Die Folge ist zuerst eine Schwellung und Wucherung der Synovialis, der Schleimhautschicht, die für die Ernährung des Gelenkknorpels und die Produktion der Synovialflüssigkeit zuständig ist. Diese wuchernde Schleimhaut überwächst allmählich, von den Rändern ausgehend, den Knorpel und zerstört ihn. Die Bezeichnung für diese aggressive, nicht mehr regelrecht funktionierende Synovialis ist „Pannus“. Je nach Typ und Verlaufsform der Arthritis kann das bis zur kompletten Entblößung der knöchernen Gelenkoberfläche reichen, dann reibt Knochen auf Knochen. Dieser Abrieb bewirkt, dass die das Gelenk bildenden Knochen sich verkürzen. Das Gelenk wird sehr instabil, der Bandapparat verliert durch den starken Knochenabrieb seine Funktion. Diese sehr schwere Verlaufsform wird als „mutilierend“ (abfressend) bezeichnet.

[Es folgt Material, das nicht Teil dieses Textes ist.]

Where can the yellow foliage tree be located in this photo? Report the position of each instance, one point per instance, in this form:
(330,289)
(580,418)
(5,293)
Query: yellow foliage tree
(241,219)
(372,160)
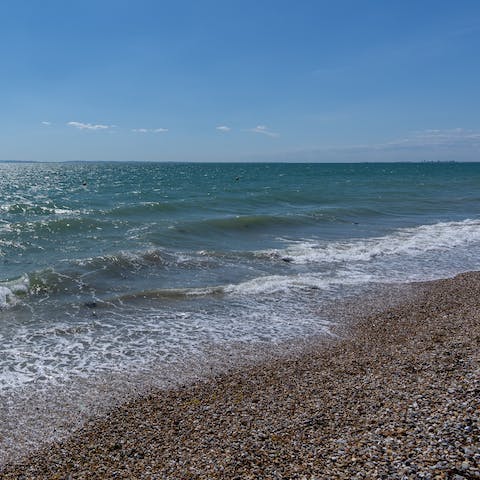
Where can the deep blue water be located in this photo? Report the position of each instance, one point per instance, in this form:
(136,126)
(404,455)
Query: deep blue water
(111,266)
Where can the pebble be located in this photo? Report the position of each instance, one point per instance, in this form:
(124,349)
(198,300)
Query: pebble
(395,398)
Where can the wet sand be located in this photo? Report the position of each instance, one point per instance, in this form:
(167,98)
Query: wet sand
(397,396)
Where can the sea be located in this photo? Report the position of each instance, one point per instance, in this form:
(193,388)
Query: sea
(115,273)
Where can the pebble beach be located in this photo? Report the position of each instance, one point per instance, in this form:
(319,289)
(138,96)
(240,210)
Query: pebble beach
(395,396)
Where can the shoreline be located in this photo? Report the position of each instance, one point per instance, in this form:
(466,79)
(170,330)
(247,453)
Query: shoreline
(395,398)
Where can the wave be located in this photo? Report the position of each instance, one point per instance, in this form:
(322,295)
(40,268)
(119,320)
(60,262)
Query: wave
(405,241)
(346,262)
(12,290)
(29,208)
(242,223)
(143,208)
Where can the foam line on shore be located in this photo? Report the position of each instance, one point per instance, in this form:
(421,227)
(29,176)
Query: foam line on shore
(396,398)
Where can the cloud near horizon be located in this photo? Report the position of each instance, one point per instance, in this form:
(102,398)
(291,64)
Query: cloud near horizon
(89,126)
(264,130)
(149,130)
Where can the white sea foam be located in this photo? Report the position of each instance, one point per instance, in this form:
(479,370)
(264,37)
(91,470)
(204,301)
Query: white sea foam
(405,241)
(10,290)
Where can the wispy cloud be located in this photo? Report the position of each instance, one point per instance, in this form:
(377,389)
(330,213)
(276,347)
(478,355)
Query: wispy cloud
(457,144)
(89,126)
(436,138)
(264,130)
(150,130)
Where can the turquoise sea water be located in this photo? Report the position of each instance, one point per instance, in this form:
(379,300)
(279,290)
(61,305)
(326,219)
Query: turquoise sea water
(109,267)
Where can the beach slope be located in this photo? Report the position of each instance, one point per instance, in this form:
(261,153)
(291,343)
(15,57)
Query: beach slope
(397,397)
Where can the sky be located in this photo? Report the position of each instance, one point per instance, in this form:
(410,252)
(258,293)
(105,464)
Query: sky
(240,80)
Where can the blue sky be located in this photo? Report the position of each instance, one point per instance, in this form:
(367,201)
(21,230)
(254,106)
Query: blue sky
(239,80)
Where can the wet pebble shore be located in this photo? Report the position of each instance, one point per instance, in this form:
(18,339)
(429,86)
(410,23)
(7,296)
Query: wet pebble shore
(396,398)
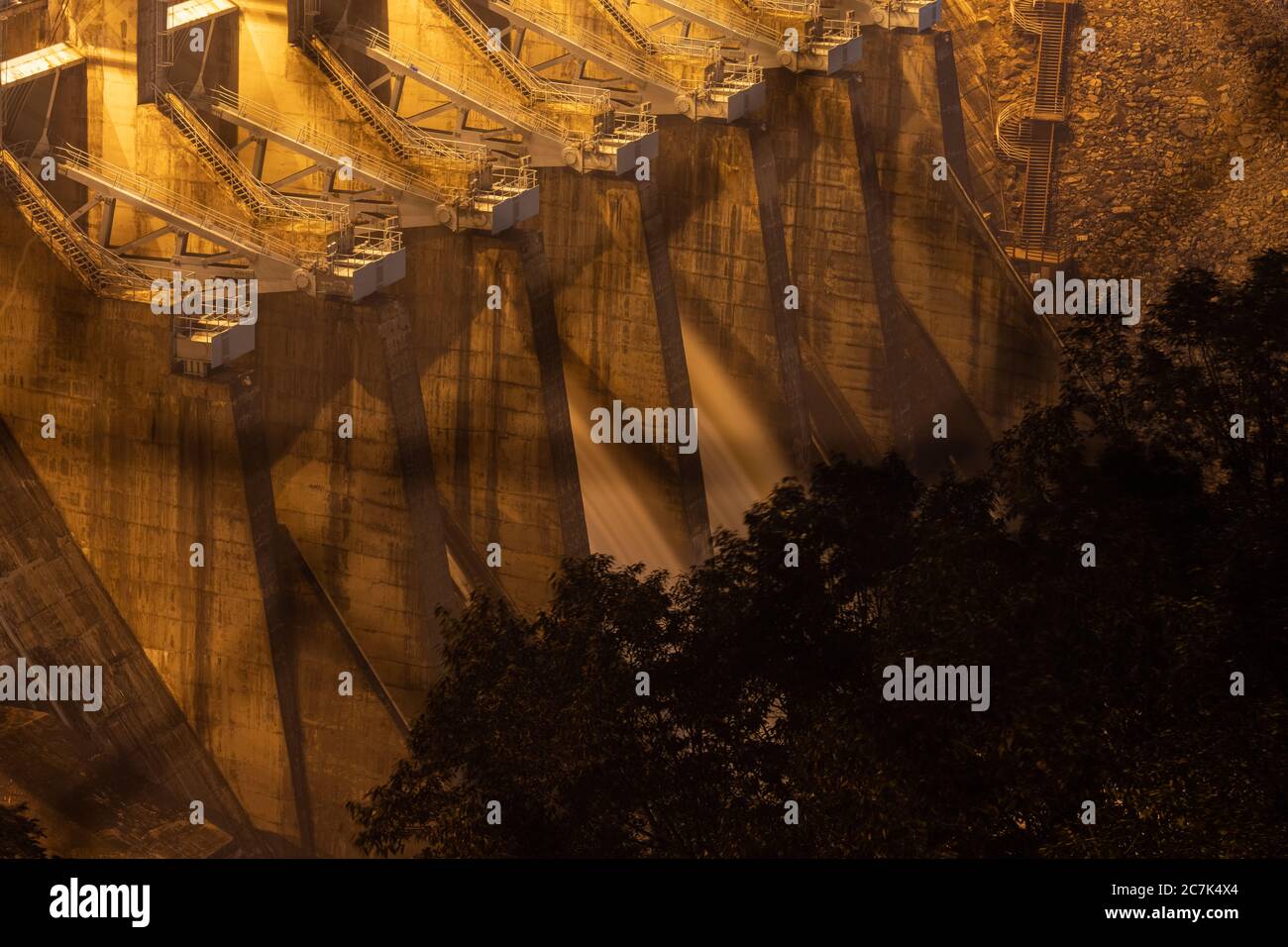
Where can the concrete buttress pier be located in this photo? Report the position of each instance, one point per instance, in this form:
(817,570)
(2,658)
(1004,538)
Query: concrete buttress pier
(592,213)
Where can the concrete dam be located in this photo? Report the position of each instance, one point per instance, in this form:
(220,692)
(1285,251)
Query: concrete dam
(464,227)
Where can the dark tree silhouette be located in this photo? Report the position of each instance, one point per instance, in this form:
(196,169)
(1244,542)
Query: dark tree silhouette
(1108,684)
(20,834)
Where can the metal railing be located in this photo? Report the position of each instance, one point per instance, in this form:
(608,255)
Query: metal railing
(460,80)
(634,63)
(1009,132)
(97,266)
(393,125)
(365,163)
(267,201)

- Die rheumatoide Arthritis (syn. primär chronische Polyarthritis, PCP, chronische Polyarthritis, CP) kann schon in jungen Jahren auftreten. Die Diagnosestellung erfolgt zunächst mit Blutuntersuchungen, im Laborbefund finden sich dann die sogenannten „Rheumafaktoren“. Allerdings kann es sein, dass auch bei schweren Krankheitsbildern die Laborbefunde keine eindeutige Aussage zulassen. Laboruntersuchungen der Synovialflüssigkeit bringen eventuell zusätzliche Informationen. Die feingewebliche (histologische) Untersuchung der Synovia kann ebenso Aufschluss bringen. Das Röntgenbild zeigt charakteristische Veränderungen der gelenknahen Knochen, die „arthritische Randsaumbildung“ genannt werden. Ein weiteres diagnostisches Hilfsmittel ist die Skelettszintigrafie, die einen Überblick über die entzündlichen Aktivitäten liefert und zeigt, welche Gelenke, die von außen oft noch unauffällig sein können, an dem Krankheitsgeschehen beteiligt sind. Bleibt über den Verlauf der Erkrankung der laborchemische Nachweis von „Rheumafaktoren“ negativ, spricht man von einer „seronegativen Arthritis“.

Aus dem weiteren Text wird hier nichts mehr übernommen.